Scientific visualisation with Python

James Emberton

ICCS - University of Cambridge

Jack Atkinson

ICCS - University of Cambridge

Outlook

  • Discuss examples of good and bad visualisations
  • Principles of good visualisation
  • Explore plotting with Python, Matplotlib and Cartopy in Jupyter Notebook

  • Part theory, part practical

Learning Outcomes

  1. Tailor your visualisations to your audience
  2. Avoid plotting bad habits
  3. Reinforce coding best practices
  4. How to use colour to best effect
  5. Fundamentals of Matplotlib - plots and animations
  6. Explore Cartopy

Setup

Navigate to:

github.com/Cambridge-ICCS/summer-school-scientific-vis

and follow installation instructions in the README.

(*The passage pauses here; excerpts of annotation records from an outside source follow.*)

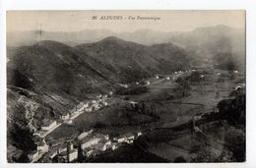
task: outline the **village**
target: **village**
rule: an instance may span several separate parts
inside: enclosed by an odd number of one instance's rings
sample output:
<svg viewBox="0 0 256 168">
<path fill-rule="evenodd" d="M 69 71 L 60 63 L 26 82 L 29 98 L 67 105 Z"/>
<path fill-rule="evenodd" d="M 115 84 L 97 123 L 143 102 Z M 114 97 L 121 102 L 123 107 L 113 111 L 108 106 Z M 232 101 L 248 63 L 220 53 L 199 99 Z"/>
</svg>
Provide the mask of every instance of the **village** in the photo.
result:
<svg viewBox="0 0 256 168">
<path fill-rule="evenodd" d="M 151 89 L 156 89 L 156 84 L 159 83 L 163 83 L 164 81 L 173 81 L 171 82 L 171 84 L 165 85 L 171 92 L 175 93 L 173 94 L 175 97 L 174 99 L 180 99 L 185 98 L 189 96 L 189 91 L 187 88 L 177 84 L 176 81 L 179 79 L 179 77 L 190 77 L 191 74 L 195 72 L 201 72 L 202 70 L 188 70 L 188 71 L 179 71 L 174 72 L 170 76 L 161 76 L 161 75 L 156 75 L 154 78 L 143 81 L 143 82 L 136 82 L 132 84 L 121 84 L 124 88 L 132 87 L 133 85 L 143 85 L 151 87 Z M 236 75 L 238 74 L 237 71 L 233 71 L 232 74 Z M 208 81 L 206 75 L 199 75 L 199 81 L 200 83 L 206 84 Z M 221 72 L 216 72 L 215 76 L 220 78 L 222 76 Z M 196 82 L 191 82 L 191 84 Z M 241 87 L 244 87 L 245 85 L 238 84 L 233 89 L 239 90 Z M 81 133 L 78 137 L 76 137 L 74 140 L 63 141 L 62 143 L 59 143 L 55 146 L 52 144 L 49 145 L 47 141 L 45 140 L 45 137 L 53 132 L 56 128 L 61 126 L 63 123 L 71 125 L 73 120 L 79 117 L 81 114 L 87 112 L 94 112 L 96 110 L 100 109 L 101 107 L 108 106 L 109 105 L 109 99 L 111 95 L 113 94 L 112 91 L 110 91 L 108 94 L 99 94 L 96 95 L 96 99 L 93 99 L 88 102 L 80 103 L 74 110 L 72 110 L 70 113 L 63 114 L 60 116 L 60 120 L 58 121 L 52 121 L 52 120 L 45 120 L 43 121 L 43 125 L 41 126 L 40 131 L 36 132 L 34 136 L 36 137 L 35 143 L 37 145 L 37 148 L 35 151 L 29 154 L 29 158 L 31 162 L 36 162 L 38 161 L 42 156 L 47 156 L 47 159 L 49 159 L 51 162 L 76 162 L 79 159 L 85 160 L 85 158 L 91 158 L 97 155 L 100 155 L 108 150 L 115 150 L 116 148 L 122 146 L 131 144 L 134 142 L 136 139 L 138 139 L 142 134 L 143 131 L 136 131 L 131 133 L 126 133 L 123 135 L 119 135 L 118 137 L 109 138 L 107 134 L 100 134 L 95 132 L 95 130 L 87 130 Z M 160 97 L 158 97 L 160 98 Z M 166 98 L 166 97 L 165 97 Z M 140 100 L 139 97 L 132 97 L 132 99 L 126 100 L 126 103 L 130 104 L 129 108 L 132 110 L 135 110 L 139 113 L 144 113 L 147 115 L 150 115 L 152 117 L 156 117 L 156 114 L 154 113 L 154 108 L 151 107 L 151 111 L 148 112 L 145 110 L 144 101 L 137 101 Z M 155 110 L 156 113 L 156 110 Z M 203 115 L 203 114 L 202 114 Z M 159 117 L 159 116 L 157 116 Z M 193 120 L 197 121 L 201 119 L 201 115 L 194 115 Z M 181 121 L 181 120 L 180 120 Z M 184 122 L 187 122 L 183 121 Z M 179 123 L 181 124 L 181 123 Z M 197 127 L 194 127 L 194 129 L 199 132 L 200 130 Z"/>
</svg>

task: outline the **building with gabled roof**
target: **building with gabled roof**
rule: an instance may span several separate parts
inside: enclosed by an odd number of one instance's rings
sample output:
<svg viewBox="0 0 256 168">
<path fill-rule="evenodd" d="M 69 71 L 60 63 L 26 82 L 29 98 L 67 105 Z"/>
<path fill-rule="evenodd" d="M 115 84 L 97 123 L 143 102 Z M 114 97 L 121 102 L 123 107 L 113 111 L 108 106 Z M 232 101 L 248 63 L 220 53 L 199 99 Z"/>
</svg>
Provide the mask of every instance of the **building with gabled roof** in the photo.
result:
<svg viewBox="0 0 256 168">
<path fill-rule="evenodd" d="M 55 120 L 43 120 L 43 124 L 41 125 L 42 131 L 49 131 L 57 125 Z"/>
</svg>

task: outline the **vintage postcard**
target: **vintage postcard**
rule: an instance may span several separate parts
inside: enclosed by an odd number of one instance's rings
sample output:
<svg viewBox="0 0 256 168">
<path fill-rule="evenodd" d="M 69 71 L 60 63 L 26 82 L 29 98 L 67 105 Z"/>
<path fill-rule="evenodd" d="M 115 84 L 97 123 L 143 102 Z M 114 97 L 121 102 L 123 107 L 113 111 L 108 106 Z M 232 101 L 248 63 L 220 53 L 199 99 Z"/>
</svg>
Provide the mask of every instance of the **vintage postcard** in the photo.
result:
<svg viewBox="0 0 256 168">
<path fill-rule="evenodd" d="M 246 161 L 245 11 L 7 11 L 9 163 Z"/>
</svg>

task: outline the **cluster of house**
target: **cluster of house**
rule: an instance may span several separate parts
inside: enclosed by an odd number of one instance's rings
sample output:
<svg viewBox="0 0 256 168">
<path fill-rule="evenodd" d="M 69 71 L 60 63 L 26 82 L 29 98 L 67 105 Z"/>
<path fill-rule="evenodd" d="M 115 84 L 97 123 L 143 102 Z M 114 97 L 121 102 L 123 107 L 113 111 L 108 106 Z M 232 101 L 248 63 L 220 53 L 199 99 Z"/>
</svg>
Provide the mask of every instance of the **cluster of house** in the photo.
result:
<svg viewBox="0 0 256 168">
<path fill-rule="evenodd" d="M 36 161 L 40 158 L 44 153 L 48 152 L 49 146 L 46 143 L 44 139 L 37 138 L 35 140 L 36 149 L 29 153 L 28 157 L 30 161 Z"/>
<path fill-rule="evenodd" d="M 81 147 L 84 157 L 94 157 L 102 154 L 107 149 L 115 150 L 124 143 L 132 143 L 133 140 L 141 136 L 141 132 L 136 134 L 125 134 L 120 137 L 109 140 L 108 135 L 94 134 L 93 130 L 84 132 L 78 136 L 78 147 Z M 50 158 L 57 156 L 59 162 L 71 162 L 78 159 L 78 148 L 74 148 L 73 144 L 69 142 L 62 148 L 50 155 Z"/>
<path fill-rule="evenodd" d="M 111 95 L 112 92 L 110 91 L 109 95 Z M 78 115 L 82 112 L 92 112 L 94 110 L 98 110 L 99 108 L 103 106 L 107 106 L 107 99 L 109 97 L 107 94 L 99 94 L 96 96 L 96 100 L 91 100 L 89 102 L 81 103 L 77 106 L 75 110 L 73 110 L 71 113 L 62 114 L 60 116 L 60 119 L 64 121 L 64 123 L 71 124 L 72 118 L 75 115 Z M 52 130 L 54 127 L 56 127 L 57 121 L 55 120 L 43 120 L 43 124 L 41 126 L 41 131 L 47 132 Z"/>
</svg>

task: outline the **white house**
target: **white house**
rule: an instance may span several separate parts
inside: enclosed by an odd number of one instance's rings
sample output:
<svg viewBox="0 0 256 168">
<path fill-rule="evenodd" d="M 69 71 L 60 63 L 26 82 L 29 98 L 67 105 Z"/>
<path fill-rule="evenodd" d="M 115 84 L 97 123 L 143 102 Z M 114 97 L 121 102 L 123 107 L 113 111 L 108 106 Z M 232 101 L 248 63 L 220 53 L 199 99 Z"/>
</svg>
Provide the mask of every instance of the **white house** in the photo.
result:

This Github repo contains this presenation as an html file, and the jupyter notebook.
To launch Jupyter notebook from terminal:

  • navigate to notebook directory
  • run jupyter notebook

An example of a bad scientific plot

Objective:

Compare p-value and variance data for two populations highlighting statistical differences between different factors

Problems:

  1. Double y-axis
  2. Inverted left y-axis
  3. Y-axis don’t start at zero
  4. Different axis scales on plots for comparison
  5. Different x-axis category orders

Nat Med 28, 535–544 (2022). https://doi.org/10.1038/s41591-022-01695-5
Cross-cohort gut microbiome associations with immune checkpoint inhibitor response in advanced melanoma.
Lee, K.A., Thomas, A.M., Bolte, L.A. et al.

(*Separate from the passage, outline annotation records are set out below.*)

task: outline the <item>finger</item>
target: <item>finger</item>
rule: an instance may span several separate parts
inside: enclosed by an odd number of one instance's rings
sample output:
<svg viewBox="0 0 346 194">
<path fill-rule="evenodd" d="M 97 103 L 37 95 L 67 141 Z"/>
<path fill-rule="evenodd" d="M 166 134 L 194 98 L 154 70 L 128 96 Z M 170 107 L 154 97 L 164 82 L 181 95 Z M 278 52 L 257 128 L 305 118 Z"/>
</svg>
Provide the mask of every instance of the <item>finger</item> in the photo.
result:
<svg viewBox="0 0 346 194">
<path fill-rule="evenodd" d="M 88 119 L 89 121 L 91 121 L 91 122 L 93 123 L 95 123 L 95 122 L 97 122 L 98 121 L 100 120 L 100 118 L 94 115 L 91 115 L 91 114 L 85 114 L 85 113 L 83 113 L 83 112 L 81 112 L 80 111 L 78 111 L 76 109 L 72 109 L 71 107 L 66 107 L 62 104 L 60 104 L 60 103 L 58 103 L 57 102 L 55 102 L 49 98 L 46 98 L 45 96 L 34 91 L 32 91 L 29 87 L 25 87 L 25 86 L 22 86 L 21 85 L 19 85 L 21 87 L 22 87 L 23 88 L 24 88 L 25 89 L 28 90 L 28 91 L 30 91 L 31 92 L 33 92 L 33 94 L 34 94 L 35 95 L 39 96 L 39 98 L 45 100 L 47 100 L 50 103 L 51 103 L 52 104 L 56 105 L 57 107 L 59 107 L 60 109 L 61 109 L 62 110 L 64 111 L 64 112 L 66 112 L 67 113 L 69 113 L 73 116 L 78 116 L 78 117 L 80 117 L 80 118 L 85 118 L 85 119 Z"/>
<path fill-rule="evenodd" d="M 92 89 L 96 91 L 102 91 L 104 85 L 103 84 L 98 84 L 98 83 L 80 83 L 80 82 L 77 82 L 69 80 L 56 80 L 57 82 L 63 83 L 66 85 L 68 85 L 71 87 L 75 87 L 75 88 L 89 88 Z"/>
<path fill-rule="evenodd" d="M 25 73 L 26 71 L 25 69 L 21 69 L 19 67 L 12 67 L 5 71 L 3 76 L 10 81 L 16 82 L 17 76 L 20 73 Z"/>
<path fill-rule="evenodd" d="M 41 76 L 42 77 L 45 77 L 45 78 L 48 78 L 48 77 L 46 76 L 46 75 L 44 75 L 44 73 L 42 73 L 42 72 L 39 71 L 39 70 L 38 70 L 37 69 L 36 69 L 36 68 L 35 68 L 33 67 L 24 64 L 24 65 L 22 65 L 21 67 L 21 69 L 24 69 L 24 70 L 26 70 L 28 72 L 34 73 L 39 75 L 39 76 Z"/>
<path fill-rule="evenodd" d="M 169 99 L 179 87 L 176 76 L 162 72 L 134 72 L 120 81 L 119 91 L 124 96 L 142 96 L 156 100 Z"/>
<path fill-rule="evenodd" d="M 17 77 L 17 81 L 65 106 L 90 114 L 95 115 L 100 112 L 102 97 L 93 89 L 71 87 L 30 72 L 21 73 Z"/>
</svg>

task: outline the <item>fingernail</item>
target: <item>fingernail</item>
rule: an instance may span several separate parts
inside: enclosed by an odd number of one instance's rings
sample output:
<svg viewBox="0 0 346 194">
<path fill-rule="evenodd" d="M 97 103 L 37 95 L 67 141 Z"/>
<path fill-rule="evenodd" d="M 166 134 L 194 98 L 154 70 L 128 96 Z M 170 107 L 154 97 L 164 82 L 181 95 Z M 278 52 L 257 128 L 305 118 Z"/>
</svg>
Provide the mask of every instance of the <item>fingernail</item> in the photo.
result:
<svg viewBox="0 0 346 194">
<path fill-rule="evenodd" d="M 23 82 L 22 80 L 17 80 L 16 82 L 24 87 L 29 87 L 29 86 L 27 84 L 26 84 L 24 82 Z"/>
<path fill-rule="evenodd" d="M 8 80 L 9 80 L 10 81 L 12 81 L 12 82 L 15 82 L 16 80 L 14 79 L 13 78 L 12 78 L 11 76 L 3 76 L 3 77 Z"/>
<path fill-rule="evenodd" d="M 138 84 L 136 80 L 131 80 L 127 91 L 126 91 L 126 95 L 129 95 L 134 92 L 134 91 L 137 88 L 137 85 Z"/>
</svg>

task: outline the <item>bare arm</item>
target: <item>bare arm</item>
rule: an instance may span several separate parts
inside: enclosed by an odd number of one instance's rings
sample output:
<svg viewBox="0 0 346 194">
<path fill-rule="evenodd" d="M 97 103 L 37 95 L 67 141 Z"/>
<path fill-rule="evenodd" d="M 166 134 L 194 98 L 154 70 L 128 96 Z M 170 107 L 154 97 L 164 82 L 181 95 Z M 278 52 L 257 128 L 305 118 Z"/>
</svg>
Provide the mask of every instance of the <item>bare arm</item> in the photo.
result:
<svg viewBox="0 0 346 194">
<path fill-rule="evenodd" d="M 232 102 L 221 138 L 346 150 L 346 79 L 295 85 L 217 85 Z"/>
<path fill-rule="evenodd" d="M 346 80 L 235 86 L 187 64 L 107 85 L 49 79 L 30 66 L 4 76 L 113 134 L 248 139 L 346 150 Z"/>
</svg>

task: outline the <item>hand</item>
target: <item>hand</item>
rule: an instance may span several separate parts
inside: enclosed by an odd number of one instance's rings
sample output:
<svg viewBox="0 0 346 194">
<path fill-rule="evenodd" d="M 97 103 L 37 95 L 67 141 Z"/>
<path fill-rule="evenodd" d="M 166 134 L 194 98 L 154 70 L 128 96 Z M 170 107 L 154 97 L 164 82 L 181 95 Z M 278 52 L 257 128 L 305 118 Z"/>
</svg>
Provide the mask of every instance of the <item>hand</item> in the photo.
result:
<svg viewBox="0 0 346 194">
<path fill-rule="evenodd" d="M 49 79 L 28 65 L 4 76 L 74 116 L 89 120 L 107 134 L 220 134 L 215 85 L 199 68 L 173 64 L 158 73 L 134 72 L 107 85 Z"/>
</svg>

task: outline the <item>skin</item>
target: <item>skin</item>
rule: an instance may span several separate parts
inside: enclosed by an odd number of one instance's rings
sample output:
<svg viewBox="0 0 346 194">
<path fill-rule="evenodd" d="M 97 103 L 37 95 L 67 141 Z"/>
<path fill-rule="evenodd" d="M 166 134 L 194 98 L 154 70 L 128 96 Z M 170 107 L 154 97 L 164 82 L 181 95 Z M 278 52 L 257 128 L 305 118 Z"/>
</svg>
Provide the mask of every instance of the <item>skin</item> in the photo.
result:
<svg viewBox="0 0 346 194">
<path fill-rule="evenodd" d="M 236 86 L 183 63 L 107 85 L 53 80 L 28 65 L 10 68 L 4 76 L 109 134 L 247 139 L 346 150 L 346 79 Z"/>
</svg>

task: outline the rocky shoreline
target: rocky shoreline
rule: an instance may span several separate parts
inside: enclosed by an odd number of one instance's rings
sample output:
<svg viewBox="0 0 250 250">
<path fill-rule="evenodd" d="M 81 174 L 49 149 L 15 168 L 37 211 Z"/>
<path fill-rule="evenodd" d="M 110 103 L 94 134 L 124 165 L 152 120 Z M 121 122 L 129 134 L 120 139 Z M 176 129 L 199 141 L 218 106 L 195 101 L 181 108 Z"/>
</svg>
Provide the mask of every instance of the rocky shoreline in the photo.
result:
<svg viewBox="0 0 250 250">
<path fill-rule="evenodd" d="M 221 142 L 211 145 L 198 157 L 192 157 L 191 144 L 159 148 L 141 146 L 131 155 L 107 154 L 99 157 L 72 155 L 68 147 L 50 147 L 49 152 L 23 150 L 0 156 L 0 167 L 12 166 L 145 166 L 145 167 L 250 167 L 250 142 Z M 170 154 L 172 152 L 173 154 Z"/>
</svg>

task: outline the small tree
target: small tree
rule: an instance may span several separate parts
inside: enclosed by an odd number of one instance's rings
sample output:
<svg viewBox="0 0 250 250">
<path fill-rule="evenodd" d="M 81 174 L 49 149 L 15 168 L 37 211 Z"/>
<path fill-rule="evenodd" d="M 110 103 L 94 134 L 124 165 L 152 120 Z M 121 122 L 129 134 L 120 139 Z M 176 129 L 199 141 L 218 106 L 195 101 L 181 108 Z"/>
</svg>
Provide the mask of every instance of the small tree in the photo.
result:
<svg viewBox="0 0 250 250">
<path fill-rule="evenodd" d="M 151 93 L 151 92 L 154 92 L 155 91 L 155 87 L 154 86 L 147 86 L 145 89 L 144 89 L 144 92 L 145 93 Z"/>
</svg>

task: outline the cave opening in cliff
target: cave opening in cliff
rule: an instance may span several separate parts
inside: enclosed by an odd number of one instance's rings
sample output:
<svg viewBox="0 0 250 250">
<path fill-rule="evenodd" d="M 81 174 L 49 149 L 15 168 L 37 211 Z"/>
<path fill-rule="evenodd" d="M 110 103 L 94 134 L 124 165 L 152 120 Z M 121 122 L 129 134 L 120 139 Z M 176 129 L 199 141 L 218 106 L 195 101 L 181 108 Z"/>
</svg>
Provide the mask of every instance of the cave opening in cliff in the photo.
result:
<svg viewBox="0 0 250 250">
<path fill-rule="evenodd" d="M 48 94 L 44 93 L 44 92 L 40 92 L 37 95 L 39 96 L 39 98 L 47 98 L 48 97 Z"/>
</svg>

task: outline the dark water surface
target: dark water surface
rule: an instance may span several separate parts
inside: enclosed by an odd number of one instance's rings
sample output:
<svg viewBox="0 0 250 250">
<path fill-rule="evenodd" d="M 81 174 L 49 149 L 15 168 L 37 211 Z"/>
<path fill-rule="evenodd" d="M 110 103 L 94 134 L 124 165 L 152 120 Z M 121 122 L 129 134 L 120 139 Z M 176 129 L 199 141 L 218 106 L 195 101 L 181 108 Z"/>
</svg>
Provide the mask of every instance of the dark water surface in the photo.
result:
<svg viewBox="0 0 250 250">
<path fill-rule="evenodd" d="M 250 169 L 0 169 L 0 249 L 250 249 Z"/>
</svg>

Different approaches to the same data

Figure SPM.8 in IPCC, 2021

Plot adds colour and annotation to guide interpreatation of the data for a non-technical audience.
BBC replotted IPCC 2021 report data for a different audience.

Let’s get plotting

Anatomy of a Matplotlib plot

‘Figure’ is the canvas on which you add one or more axes

‘Axes’ is the part of the Figure where information is added

‘Artist’ is the base class for all elements that can be added to the axes - 2D line, patch, text

‘Axis’ is the x- or y-axis (not to be confused with axes)

The Matplotlib interface

Pyplot (Implicit)

import matplotlib.pyplot as plt

plt.plot([1, 2, 3], [4, 5, 6])

plt.title('Title')
plt.xlabel('x-label')
plt.ylabel('y-label')

plt.legend()

plt.show()

Core Matplotlib (Explicit)

import matplotlib.pyplot as plt

fig = plt.figure()

ax = fig.subplots()
ax.plot([1, 2, 3], [4, 5, 6])

ax.set_title('Title')
ax.set_xlabel('xlabel')
ax.set_ylabel('ylabel')

ax.legend()

plt.show()

Plain Pyplot is a simplified interface for quick plotting

Explicit approach using an object oriented interface allows advanced plot customsiation.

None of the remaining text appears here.